Functional characterization of ice plant SKD1, an AAA-type ATPase associated with the endoplasmic reticulum-Golgi network, and its role in adaptation to salt stress.

A salt-induced gene mcSKD1 (suppressor of K+ transport growth defect) able to facilitate K+ uptake has previously been identified from the halophyte ice plant (Mesembryanthemum crystallinum). The sequence of mcSKD1 is homologous to vacuolar protein sorting 4, an ATPase associated with a variety of cellular activities-type ATPase that participates in the sorting of vacuolar proteins into multivesicular bodies in yeast (Saccharomyces cerevisiae). Recombinant mcSKD1 exhibited ATP hydrolytic activities in vitro with a half-maximal rate at an ATP concentration of 1.25 mm. Point mutations on active site residues abolished its ATPase activity. ADP is both a product and a strong inhibitor of the reaction. ADP-binding form of mcSDK1 greatly reduced its catalytic activity. The mcSKD1 protein accumulated ubiquitously in both vegetative and reproductive parts of plants. Highest accumulation was observed in cells actively engaging in the secretory processes, such as bladder cells of leaf epidermis. Membrane fractionation and double-labeling immunofluorescence showed the predominant localization of mcSKD1 in the endoplasmic reticulum-Golgi network. Immunoelectron microscopy identified the formation of mcSKD1 proteins into small aggregates in the cytosol and associated with membrane continuum within the endomembrane compartments. These results indicated that this ATPase participates in the endoplasmic reticulum-Golgi mediated protein sorting machinery for both housekeeping function and compartmentalization of excess Na+ under high salinity.

Tissue-specific expression and functional complementation of a yeast potassium-uptake mutant by a salt-induced ice plant gene mcSKD1.
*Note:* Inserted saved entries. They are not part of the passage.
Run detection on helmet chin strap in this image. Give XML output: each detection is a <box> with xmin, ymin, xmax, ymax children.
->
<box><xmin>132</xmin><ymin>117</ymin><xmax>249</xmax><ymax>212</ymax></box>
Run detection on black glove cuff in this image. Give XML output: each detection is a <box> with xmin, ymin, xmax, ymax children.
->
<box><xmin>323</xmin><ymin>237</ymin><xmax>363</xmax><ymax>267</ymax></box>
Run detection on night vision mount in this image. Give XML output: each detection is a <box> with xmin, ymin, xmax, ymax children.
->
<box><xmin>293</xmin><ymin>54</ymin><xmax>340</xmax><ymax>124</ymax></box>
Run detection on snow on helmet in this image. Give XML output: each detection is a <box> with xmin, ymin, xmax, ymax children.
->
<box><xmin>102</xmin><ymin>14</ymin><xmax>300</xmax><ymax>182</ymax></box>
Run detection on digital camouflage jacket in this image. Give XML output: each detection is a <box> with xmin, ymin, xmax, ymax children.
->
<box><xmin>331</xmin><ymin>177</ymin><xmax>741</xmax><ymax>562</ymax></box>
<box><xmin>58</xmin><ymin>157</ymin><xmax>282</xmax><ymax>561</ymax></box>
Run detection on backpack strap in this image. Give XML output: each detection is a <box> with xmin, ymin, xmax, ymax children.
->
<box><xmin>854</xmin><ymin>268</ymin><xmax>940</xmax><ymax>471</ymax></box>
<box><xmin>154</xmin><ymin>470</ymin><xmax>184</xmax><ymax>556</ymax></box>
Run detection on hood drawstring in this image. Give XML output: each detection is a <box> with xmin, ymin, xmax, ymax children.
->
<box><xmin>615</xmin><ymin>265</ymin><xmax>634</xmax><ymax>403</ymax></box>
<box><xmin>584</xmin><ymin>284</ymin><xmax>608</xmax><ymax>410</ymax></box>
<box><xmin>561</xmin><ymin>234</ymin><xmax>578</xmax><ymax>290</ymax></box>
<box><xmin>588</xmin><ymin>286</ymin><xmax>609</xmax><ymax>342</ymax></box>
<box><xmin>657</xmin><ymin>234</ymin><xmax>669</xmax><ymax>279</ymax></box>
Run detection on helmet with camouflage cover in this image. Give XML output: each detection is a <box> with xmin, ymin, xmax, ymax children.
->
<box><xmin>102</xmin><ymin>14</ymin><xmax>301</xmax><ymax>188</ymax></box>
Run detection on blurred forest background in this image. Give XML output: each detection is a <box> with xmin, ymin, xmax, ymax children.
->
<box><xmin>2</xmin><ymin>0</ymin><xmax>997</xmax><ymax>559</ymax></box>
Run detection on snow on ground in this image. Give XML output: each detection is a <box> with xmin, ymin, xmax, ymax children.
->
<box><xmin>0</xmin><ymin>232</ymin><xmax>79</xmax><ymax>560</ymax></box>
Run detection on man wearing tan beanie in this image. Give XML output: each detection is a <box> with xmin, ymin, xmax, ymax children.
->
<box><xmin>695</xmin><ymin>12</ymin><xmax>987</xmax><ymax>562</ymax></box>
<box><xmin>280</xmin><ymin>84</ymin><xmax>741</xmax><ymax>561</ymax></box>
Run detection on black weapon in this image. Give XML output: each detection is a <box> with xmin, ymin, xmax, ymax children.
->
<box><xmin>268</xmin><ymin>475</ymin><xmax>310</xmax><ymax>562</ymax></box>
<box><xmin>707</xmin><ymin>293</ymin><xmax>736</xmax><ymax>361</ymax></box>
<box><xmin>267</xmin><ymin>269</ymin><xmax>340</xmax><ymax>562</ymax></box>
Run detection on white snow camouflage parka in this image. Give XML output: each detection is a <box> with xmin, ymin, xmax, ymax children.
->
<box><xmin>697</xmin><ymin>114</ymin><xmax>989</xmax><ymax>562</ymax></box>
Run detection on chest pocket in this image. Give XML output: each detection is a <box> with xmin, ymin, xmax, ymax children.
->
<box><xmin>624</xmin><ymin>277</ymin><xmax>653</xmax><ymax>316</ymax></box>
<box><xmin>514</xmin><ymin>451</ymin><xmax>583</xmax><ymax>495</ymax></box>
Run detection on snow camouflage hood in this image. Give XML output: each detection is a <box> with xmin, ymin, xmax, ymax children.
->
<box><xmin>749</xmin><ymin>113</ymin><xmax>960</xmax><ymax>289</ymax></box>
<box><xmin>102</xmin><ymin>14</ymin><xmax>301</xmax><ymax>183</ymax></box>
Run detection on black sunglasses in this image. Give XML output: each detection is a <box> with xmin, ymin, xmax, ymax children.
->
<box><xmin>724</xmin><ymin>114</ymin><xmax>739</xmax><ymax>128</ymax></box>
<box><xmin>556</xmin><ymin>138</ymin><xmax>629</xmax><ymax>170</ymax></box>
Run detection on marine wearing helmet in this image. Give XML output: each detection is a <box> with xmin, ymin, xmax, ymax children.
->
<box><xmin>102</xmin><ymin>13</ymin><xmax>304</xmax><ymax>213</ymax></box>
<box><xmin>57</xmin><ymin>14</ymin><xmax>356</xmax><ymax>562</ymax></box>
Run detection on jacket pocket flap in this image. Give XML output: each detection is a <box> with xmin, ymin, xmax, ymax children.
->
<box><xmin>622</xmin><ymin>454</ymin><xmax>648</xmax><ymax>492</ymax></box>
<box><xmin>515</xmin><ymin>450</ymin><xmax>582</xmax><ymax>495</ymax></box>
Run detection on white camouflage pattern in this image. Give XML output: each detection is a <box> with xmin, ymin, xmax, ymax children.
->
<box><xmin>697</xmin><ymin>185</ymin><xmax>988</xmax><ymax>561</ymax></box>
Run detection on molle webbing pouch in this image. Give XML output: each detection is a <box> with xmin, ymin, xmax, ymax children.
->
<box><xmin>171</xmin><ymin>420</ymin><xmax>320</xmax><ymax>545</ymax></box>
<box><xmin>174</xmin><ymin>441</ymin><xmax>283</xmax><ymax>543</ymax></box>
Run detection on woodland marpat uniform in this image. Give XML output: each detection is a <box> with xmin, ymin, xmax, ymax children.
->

A full-length salt-induced transcript homologous to SKD1 (suppressor of K(+) transport growth defect) of the AAA (ATPase associated with a variety of cellular activities)-type ATPase family has been identified from the halophyte Mesembryanthemum crystallinum (ice plant). The expression of mcSKD1 was induced by 200 mM NaCl or higher in cultured ice plant cells. When cultured ice plant cells were grown in a high K(+) (42.6 mM) medium, the level of mcSKD1 expression decreased. At the whole plant level, constitutive expression of mcSKD1 was observed in roots, stems, leaves and floral organs. Addition of 400 mM NaCl increased the transcript level in roots and stems. The expression of atSKD1 , a homologue gene in Arabidopsis , was down regulated by salt stress. Under salt stress, mcSKD1 was preferentially expressed in the outer cortex of roots and stems and in the epidermal bladder cells of leaves. The mcSKD1 transcript was constitutively expressed in placenta and integuments of the developing floral buds. Expression of the full-length or C-terminal deletion of mcSKD1 was able to complement the K(+) uptake-defect phenotype in mutant Saccharomyces cerevisiae , which is defective in high- and low-affinity K(+) uptake. Deletion of the N-terminal coiled-coil motif of mcSKD1, a structure required for membrane association, resulted in greatly reduced K(+) transport. Expression of mcSKD1 also increased the salt-tolerant ability of yeast mutants and either N- or C-terminal deletion decreased the efficiency. The physiological relevancies of mcSKD1 for K(+) uptake under high salinity environments are discussed.